In O Centro Espirita, a panel of the Tenth Circuit Court of Appeals had upheld an injunction against the federal government, enjoining the government from relying on the federal Controlled Substances Act and the United Nations Convention on Psychotropic Substances to prevent Uniao do Vegetal and its members from using the hallucinogen hoasca in its sacramental rituals. O Centro Espirita Beneficiente Uniao Do Vegetal v. Ashcroft, 342 F.3d 1170 (10th Cir. 2003). The injunction relied on the Religious Freedom Restoration Act for its basis. This case proves to be interesting since the Religious Freedom Restoration Act was Congress’s attempt (held to be unconstitutional as applied to the states in City of Boerne v. Flores, 521 U.S. 507, 519 (1997)) to hit back after the Supreme Court held in Employment Division v. Smith, 494 U.S. 872 (1990), that a generally applicable and neutral law can apply to infringe on the free exercise of religion regardless of whether the government could demonstrate a compelling state interest for such infringement of free exercise. Smith, 494 U.S. at 885. This holding basically overturned what had been the standard rule for some time regarding the free exercise of religion: that the government could only infringe on it through a neutral law if it could demonstrate a compelling state interest for doing so. Sherbert v. Verner, 374 U.S. 398 (1963); Wisconsin v. Yoder, 406 U.S. 205 (1972). Justice Scalia, in writing the majority opinion in Smith justified this holding with reference to the famous case upholding laws criminalizing the religious practice of polygamy, Reynolds v. United States, 98 U.S. 145 (1879):
To make an individual’s obligation to obey such a [generally applicable law] contingent upon the law’s coincidence with his religious beliefs, except where the State’s interest is “compelling” — permitting him, by virtue of his beliefs, “to become a law unto himself,” Reynolds v. United States, 98 U.S., at 167 — contradicts both constitutional tradition and common sense.

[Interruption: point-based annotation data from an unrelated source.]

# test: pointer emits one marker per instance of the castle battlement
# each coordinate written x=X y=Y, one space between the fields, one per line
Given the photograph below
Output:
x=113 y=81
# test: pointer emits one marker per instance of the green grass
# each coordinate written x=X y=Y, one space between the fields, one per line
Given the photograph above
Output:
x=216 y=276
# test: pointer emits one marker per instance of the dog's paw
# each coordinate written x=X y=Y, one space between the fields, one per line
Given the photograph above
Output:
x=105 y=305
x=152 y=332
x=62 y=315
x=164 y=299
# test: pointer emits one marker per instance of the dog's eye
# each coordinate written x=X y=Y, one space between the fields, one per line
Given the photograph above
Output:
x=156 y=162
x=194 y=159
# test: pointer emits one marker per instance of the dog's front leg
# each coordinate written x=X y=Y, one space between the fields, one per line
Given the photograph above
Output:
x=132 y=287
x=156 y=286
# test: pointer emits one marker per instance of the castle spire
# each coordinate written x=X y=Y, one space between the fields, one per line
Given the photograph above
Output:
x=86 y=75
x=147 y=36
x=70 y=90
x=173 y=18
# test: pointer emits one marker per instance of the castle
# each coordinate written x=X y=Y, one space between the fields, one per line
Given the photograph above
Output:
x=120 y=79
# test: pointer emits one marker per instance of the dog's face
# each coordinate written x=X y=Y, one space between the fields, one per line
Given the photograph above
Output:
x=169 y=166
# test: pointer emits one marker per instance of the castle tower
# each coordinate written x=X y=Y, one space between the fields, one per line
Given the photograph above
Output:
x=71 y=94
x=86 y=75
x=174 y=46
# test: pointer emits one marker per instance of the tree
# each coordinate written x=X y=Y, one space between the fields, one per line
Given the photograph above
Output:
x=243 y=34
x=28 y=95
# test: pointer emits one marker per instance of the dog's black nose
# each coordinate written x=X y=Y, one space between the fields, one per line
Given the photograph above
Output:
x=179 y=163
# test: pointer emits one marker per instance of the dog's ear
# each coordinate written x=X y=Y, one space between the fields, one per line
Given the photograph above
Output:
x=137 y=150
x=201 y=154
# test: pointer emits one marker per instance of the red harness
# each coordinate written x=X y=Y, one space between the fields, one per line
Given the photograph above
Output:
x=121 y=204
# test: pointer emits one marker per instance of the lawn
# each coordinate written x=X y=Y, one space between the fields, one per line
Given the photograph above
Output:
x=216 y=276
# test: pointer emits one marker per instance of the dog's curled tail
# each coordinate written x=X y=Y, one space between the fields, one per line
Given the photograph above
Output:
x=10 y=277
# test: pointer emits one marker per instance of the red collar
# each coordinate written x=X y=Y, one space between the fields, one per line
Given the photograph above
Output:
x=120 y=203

Smith, 494 U.S. at 885. The Tenth Circuit in O Centro Espirita affirmed the injunction en banc. Although City of Boerne held the Religious Freedom Restoration Act, which was Congress’s attempt to overturn the Supreme Court’s holding in Smith, was unconstitutional as applied to the states, it is still valid as applied to the federal government. Hence, this case will be interesting, depending on whether the Supreme Court upholds that posture–that the Religious Freedom Restoration Act applies to the federal government causing the exact opposite result from the Smith case, in which religious use of peyote was in issue.